Tribune de Genève, 14.04.19

Ayant pu parler, ils nous expriment aujourd’hui leur satisfaction et leur reconnaissance. Sortir de l’invisibilité était leur première demande, ils espèrent aujourd’hui que cet acte courageux aura des effets bien concrets sur leur situation et, soulignent-ils, celle des jeunes mineurs à venir.

Aux personnes qui ont pris en charge ces jeunes au quotidien, parfois depuis des années, nous voulons dire que notre démarche ne vise aucunement à remettre en cause leur travail et leur engagement. Notre souhait est bien plutôt de dénoncer à leurs côtés un système qui rend impossible un suivi adéquat de ces jeunes.
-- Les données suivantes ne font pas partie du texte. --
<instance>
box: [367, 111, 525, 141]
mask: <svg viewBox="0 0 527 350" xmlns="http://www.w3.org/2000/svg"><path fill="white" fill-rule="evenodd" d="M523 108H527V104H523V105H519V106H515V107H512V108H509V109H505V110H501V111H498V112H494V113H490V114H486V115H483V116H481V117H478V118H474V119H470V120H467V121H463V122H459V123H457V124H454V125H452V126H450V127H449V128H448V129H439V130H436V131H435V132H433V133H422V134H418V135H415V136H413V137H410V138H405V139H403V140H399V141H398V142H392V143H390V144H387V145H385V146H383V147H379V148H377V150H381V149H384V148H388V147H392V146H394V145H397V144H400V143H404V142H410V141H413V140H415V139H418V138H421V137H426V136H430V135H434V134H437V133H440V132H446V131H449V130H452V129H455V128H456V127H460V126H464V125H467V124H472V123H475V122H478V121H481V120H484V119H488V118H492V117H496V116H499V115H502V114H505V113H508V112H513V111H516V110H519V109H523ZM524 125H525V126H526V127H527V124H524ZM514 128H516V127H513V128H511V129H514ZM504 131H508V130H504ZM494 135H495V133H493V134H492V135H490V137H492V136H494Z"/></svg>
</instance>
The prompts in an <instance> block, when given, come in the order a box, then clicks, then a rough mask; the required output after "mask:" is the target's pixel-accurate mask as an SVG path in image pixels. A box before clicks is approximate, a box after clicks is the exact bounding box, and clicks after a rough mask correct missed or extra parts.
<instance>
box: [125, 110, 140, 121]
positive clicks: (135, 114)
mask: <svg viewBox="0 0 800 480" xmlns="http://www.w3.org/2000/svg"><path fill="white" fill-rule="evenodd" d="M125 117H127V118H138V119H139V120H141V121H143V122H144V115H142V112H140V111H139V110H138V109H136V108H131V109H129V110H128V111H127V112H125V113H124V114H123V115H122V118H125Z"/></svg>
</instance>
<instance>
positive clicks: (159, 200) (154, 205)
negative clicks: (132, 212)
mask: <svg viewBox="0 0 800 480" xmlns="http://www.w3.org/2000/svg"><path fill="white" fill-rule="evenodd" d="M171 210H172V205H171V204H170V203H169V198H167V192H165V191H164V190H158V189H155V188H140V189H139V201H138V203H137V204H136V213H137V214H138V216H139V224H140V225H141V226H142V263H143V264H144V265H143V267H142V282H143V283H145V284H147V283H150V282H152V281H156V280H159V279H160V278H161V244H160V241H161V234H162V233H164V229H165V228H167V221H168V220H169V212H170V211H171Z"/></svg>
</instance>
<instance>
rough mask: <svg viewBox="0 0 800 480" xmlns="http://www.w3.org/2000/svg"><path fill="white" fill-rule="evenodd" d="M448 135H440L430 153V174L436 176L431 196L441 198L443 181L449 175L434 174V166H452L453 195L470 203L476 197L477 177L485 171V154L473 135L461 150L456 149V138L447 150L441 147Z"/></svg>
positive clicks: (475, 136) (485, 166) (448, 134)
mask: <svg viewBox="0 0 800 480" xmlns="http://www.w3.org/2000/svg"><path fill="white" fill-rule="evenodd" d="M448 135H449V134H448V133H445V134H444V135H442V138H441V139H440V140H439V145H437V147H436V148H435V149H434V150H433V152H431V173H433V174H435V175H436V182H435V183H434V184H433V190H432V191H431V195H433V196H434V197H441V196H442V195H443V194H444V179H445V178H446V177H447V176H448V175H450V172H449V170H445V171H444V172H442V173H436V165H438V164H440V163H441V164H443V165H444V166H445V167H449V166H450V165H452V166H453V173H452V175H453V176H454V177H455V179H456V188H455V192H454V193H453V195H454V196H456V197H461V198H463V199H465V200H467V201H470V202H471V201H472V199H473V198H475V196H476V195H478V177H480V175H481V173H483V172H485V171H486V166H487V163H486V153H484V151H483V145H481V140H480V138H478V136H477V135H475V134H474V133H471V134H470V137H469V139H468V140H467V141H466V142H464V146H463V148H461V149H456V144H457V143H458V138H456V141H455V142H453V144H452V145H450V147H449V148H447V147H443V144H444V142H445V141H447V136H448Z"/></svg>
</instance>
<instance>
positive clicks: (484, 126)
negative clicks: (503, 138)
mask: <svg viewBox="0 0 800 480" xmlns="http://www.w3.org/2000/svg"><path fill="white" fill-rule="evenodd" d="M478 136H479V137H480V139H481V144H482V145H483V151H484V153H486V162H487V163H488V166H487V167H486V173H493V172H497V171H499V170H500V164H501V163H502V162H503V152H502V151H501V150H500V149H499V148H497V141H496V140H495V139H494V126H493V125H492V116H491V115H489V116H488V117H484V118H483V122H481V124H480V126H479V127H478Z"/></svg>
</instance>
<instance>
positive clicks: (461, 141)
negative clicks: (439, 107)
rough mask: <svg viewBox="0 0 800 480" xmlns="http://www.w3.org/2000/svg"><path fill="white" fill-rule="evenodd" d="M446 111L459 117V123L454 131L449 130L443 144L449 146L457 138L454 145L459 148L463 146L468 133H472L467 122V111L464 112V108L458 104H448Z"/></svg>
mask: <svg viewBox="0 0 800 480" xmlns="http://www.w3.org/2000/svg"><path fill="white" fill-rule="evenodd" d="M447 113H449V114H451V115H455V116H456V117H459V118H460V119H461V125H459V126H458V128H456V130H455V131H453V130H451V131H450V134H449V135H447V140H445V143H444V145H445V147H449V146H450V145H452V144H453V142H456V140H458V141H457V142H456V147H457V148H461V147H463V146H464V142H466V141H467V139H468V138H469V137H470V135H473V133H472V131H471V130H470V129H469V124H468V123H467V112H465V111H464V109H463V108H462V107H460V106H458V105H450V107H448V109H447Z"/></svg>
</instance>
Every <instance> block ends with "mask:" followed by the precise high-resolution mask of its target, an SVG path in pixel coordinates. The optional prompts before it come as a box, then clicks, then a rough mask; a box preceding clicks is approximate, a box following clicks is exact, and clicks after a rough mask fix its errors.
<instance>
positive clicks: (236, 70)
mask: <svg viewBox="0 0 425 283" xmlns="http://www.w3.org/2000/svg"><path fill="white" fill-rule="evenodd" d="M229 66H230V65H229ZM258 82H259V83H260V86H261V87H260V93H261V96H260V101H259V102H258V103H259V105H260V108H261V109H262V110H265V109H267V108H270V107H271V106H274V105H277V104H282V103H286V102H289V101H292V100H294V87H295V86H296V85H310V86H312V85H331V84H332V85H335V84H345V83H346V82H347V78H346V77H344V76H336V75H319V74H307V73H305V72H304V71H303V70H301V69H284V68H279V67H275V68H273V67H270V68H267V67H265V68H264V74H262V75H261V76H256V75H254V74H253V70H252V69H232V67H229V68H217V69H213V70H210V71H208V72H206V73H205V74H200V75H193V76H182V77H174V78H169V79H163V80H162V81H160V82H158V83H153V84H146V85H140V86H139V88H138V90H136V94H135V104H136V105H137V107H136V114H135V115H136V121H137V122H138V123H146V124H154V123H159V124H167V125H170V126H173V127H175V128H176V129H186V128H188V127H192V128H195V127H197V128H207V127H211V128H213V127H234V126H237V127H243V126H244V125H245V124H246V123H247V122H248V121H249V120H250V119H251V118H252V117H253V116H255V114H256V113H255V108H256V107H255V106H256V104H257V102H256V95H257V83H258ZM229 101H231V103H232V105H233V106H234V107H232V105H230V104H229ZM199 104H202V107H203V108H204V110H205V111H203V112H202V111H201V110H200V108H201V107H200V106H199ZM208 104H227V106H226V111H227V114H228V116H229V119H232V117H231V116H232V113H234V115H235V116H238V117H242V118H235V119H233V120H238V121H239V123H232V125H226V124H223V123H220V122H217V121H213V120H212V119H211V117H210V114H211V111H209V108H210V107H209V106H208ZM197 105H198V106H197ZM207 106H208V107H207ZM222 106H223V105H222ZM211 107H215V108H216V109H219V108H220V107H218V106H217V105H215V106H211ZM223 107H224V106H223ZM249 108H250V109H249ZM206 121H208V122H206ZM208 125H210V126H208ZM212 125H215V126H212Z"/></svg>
Nous les invitons à joindre leurs voix à celles de ces jeunes et celles des habitants et habitantes de ce canton qui sont indigné-es par cette situation. Les moyens existent, notamment financiers, pour réaliser un accueil et un accompagnement dignes de leurs noms, dans des foyers à taille humaine et avec le personnel nécessaire. Dans ces conditions, nul besoin d’agents de sécurité!